The north’s sports minister has threatened to cut funds from Gaelic clubs or events named after “paramilitaries”.
While scores of GAA clubs are named after Irish political or military figures, Nelson McCausland has targeted events named after republicans, who he described as “terrorists”.
He cited the Joe Cahill Memorial Shield as an example when he said any club, ground or competition could have its grants slashed.
Cahill was the Provisional IRA’s chief of staff in the 1970s before becoming a senior Sinn Fein figure in later years.

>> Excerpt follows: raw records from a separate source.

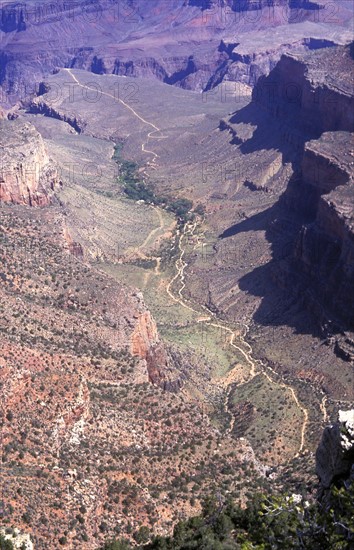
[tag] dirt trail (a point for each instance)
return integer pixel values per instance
(211, 318)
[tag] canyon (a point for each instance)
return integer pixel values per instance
(177, 260)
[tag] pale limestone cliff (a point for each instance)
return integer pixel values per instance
(335, 454)
(27, 175)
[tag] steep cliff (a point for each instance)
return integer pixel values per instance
(116, 37)
(27, 174)
(325, 246)
(335, 453)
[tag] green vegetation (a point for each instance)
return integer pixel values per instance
(267, 523)
(136, 189)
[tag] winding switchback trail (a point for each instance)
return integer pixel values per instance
(154, 130)
(210, 319)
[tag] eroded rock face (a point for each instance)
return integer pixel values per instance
(27, 175)
(146, 344)
(325, 246)
(311, 91)
(115, 37)
(311, 98)
(335, 454)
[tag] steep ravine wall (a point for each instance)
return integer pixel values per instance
(312, 97)
(27, 175)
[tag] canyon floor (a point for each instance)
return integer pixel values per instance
(99, 438)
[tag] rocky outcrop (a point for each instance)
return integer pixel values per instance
(313, 92)
(144, 336)
(116, 37)
(27, 175)
(311, 100)
(335, 453)
(325, 246)
(145, 344)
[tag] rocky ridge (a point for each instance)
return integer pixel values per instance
(28, 176)
(335, 453)
(109, 37)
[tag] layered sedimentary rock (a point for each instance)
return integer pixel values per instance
(325, 247)
(116, 37)
(335, 453)
(27, 175)
(313, 92)
(311, 96)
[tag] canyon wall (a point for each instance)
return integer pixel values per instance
(27, 175)
(335, 454)
(113, 37)
(311, 98)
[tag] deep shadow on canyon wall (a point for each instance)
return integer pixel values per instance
(308, 117)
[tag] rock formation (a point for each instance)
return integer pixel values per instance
(311, 96)
(109, 37)
(335, 453)
(27, 175)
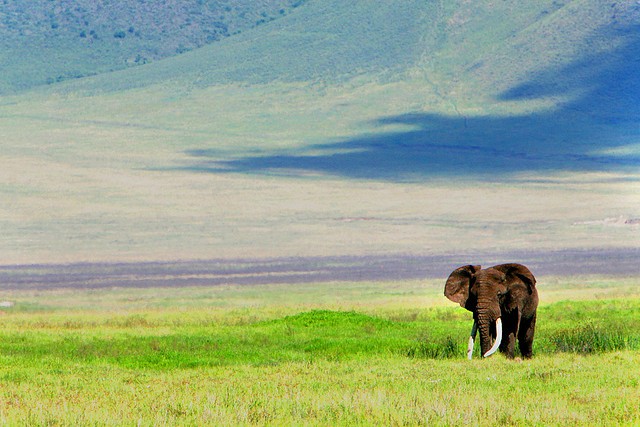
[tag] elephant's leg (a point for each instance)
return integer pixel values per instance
(525, 336)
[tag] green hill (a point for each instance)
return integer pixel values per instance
(44, 42)
(340, 128)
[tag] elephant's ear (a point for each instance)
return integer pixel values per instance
(517, 273)
(459, 282)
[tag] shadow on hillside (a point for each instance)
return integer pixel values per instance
(603, 114)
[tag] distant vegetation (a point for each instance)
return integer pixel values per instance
(46, 42)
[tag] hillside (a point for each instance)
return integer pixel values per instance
(45, 42)
(341, 128)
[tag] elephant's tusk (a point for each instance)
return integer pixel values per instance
(498, 338)
(474, 331)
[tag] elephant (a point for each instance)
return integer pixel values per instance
(503, 300)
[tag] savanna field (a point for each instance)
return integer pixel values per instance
(218, 212)
(388, 353)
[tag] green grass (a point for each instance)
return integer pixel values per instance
(368, 358)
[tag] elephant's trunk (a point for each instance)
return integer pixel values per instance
(474, 331)
(487, 344)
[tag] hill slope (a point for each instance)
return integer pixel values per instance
(45, 42)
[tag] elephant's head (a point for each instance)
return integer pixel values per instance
(490, 294)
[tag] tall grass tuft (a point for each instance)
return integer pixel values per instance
(438, 348)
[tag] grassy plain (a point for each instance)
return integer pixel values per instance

DUP minister Mr McCausland said he was planning an ‘equality statement’ to which all applicants would have sign up to “see if we can come to a situation where we do not have commemorations or celebrations of terrorism in sports grounds”.
The GAA yesterday hit back at the plans by insisting all its clubs met requirements for public funding.
“The GAA is by rule a strictly non-party political, anti-racist and anti-sectarian organisation. It also has a long-established, publicly stated anti-violence policy,” it said in a statement.
“It is noted that the minister for culture, arts and leisure has instructed Sport NI to conduct a review of the current clauses and policies in relation to sports club funding.”
The secretary of Cardinal O’Donnell’s GAC in west Belfast defended hosting a football competition each Easter in memory of Joe Cahill.
Sean McVeigh said it was a “community competition”.
“We have hosted it every year since Joe died and we only host it on the grounds that Joe’s grandchildren, wife Annie and daughter Aine are members of the club,” he said.
“Joe literally lived 10 yards from the club in his Beechview Park home and the club has a strong connection with him because of his family and involvement in the local community.”
He said he would “wait and see” whether or not the club’s funding was affected but said the competition would continue.
“We are very happy with our association with the competition and, as for Nelson McCausland’s comments, I would view them in the wider DUP context of continuing antagonism towards the GAA,” he said.
Sinn Fein assembly member Barry McElduff, who chairs the assembly’s culture, arts and leisure committee, yesterday criticised the minister.
“Nelson McCausland is not the minister for some cultures or some sports. He has a responsibility to respect all cultures, traditions and sports,” Mr McElduff said.
“Since taking Office three months ago Nelson McCausland has went out of his way to cause offence to the nationalist community.
“He has refused to enter a catholic church, he has failed to bring forward a strategy for the development of the Irish language, despite coming under severe pressure from the Council of Europe and the British Government. Alongside this his department sent out personal invites to Orange fest and he took part in sectarian parades through nationalist districts in Belfast.
“The latest chapter in McCaulsland’s bigots charter is attempts to place pressure on the GAA to rename their sports grounds. Is it little wonder the nationalist community have no faith in him as a Minister. Sinn Fein will block any attempts by Nelson McCaulsland to implement a sectarian charter within DCAL. Nelson needs to remember that he is not in a DUP administration. He needs to remember that this Executive is jointly headed by Peter Robinson and Martin McGuinness.”
The only sporting organisation in the Six Counties believed to be named after a republican paramilitary who died during the conflict is Kevin Lynch’s Hurling Club in Dungiven, Co Derry.
A spokesman said the club’s name celebrated the INLA hunger striker’s contribution to sporting success as captain of the All-Ireland-winning Derry under-16 team in 1972.
A number of soccer competitions are named after IRA Volunteers, including the Bobby Sands Memorial Cup held during Feile an Phobail in west Belfast.